Saturday, September 21, 2013

No backsies!


2 Timothy 3:14-17

           I was at a lecture not too long ago and there was time for some reflection and interaction. I don't recall what prompted me to speak but I do recall what I said. I was referencing how much God loves us. I said that when I taught young children in religion classes, one of the things that I tried to convey was how much God loves them. My desire was to get them to know deep inside how much God loves them so that when asked "does God love you?" they would answer YES! as quickly as they would answer with their own name when asked "what is your name? It's about knowing that God loves you intensely, thoroughly and completely in every cell and molecule of your body and with such surety that no matter what happens in life, you know God is with you.

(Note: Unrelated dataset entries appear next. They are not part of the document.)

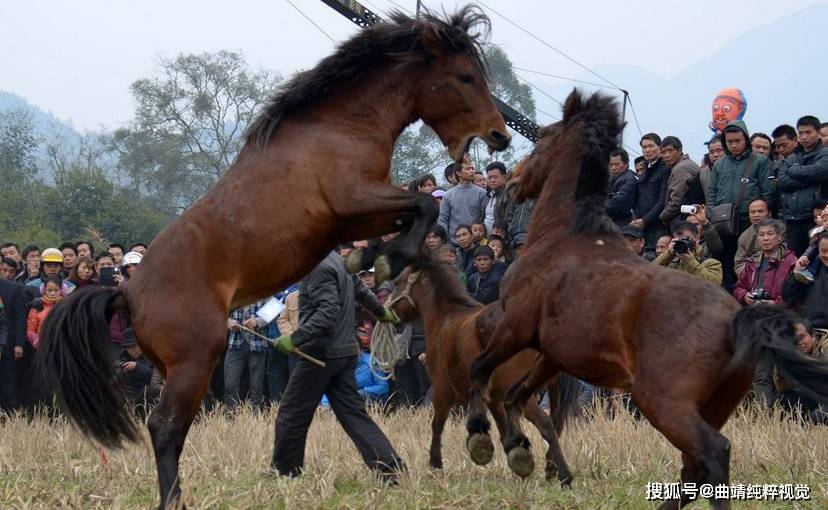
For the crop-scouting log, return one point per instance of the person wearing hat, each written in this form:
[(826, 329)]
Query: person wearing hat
[(51, 264), (136, 373), (327, 298), (634, 237), (686, 253)]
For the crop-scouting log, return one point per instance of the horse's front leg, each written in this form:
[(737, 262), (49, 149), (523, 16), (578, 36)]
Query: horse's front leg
[(376, 209)]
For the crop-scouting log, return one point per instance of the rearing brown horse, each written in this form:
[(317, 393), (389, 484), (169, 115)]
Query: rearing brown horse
[(314, 172), (596, 310)]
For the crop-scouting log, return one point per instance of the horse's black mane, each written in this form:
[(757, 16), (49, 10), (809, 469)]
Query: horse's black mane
[(397, 39), (600, 125)]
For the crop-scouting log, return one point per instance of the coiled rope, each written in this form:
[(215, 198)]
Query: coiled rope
[(388, 347)]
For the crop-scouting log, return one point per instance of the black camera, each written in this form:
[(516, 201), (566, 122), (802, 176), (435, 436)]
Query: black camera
[(684, 245), (760, 295)]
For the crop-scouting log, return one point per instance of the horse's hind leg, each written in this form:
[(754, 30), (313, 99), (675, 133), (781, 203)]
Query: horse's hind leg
[(501, 347), (521, 396), (555, 463), (705, 452), (185, 385), (441, 403)]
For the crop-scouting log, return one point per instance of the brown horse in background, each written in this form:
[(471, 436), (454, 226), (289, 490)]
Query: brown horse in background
[(594, 309), (457, 329), (313, 173)]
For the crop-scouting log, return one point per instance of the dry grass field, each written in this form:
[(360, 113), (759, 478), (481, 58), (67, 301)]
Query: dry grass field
[(49, 465)]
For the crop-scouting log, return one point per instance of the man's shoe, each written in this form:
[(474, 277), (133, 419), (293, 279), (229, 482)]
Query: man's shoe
[(805, 276)]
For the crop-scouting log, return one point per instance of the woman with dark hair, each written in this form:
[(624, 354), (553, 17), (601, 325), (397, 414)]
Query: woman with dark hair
[(435, 237), (810, 342), (84, 274), (427, 183)]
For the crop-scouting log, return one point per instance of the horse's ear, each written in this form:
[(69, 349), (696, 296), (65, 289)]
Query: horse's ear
[(573, 104), (430, 41)]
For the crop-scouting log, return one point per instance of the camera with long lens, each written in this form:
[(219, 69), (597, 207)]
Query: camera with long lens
[(760, 295), (684, 245)]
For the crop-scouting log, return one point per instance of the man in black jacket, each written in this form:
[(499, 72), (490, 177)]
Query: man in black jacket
[(16, 307), (326, 331), (623, 188), (652, 192)]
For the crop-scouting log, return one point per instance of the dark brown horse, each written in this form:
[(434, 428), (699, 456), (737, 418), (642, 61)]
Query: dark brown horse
[(597, 311), (457, 328), (313, 173)]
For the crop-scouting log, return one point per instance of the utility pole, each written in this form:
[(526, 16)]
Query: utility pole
[(624, 114)]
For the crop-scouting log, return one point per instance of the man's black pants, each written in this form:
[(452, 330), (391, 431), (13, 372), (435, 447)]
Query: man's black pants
[(306, 386)]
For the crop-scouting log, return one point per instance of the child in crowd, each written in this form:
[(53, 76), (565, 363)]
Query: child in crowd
[(51, 293), (810, 258), (479, 234)]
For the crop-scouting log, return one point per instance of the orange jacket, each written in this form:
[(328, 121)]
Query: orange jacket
[(34, 321)]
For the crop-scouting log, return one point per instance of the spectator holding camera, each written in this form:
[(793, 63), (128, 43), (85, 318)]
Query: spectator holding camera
[(683, 186), (748, 242), (812, 297), (83, 274), (764, 274), (142, 385), (685, 253)]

            I attended 20 years of Catholic school. Grammar school, 8; High school, 4: University, 5 and Seminary, 3. This doesn't include the myriad other courses and programs I have attended. It is no wonder I used to say I was a recovering Catholic. I was thoroughly indoctrinated. For all the faults I could mention of the Roman Catholic church, I have to say that they did make me realize that God loves me in every fiber of my being. I know it, I feel it, I can visualize it. This was accomplished by a whole host of means and by some truly wonderful people. But the fact remains, I know that God loves me.

            Fast forward in my life to the day I was able to utter those words, I am gay. It was an awesome day, a powerful day and it put me at great peace and gave me a feeling of wholeness in spite of the drama and turmoil that ensued. The church that helped me know that God loves me now considered me "intrinsically disordered". The Pope said some very beautiful things these past few days and spoke truth that has been longed to be heard by the faithful and the world. I suspect my thoughts that he truly is a holy man are correct. However, his pastoral words do not change doctrine or the actions of the hierarchy that make priests and parishioners live false lives to try and maintain their sexual wholeness and faith at the same time. I had to leave to maintain self respect and true wholeness. So in spite of his beautiful words, the church has not changed and I, and countless others are still considered "intrinsically disordered". Gotta leave my friends, gotta leave. The church is falling in on itself.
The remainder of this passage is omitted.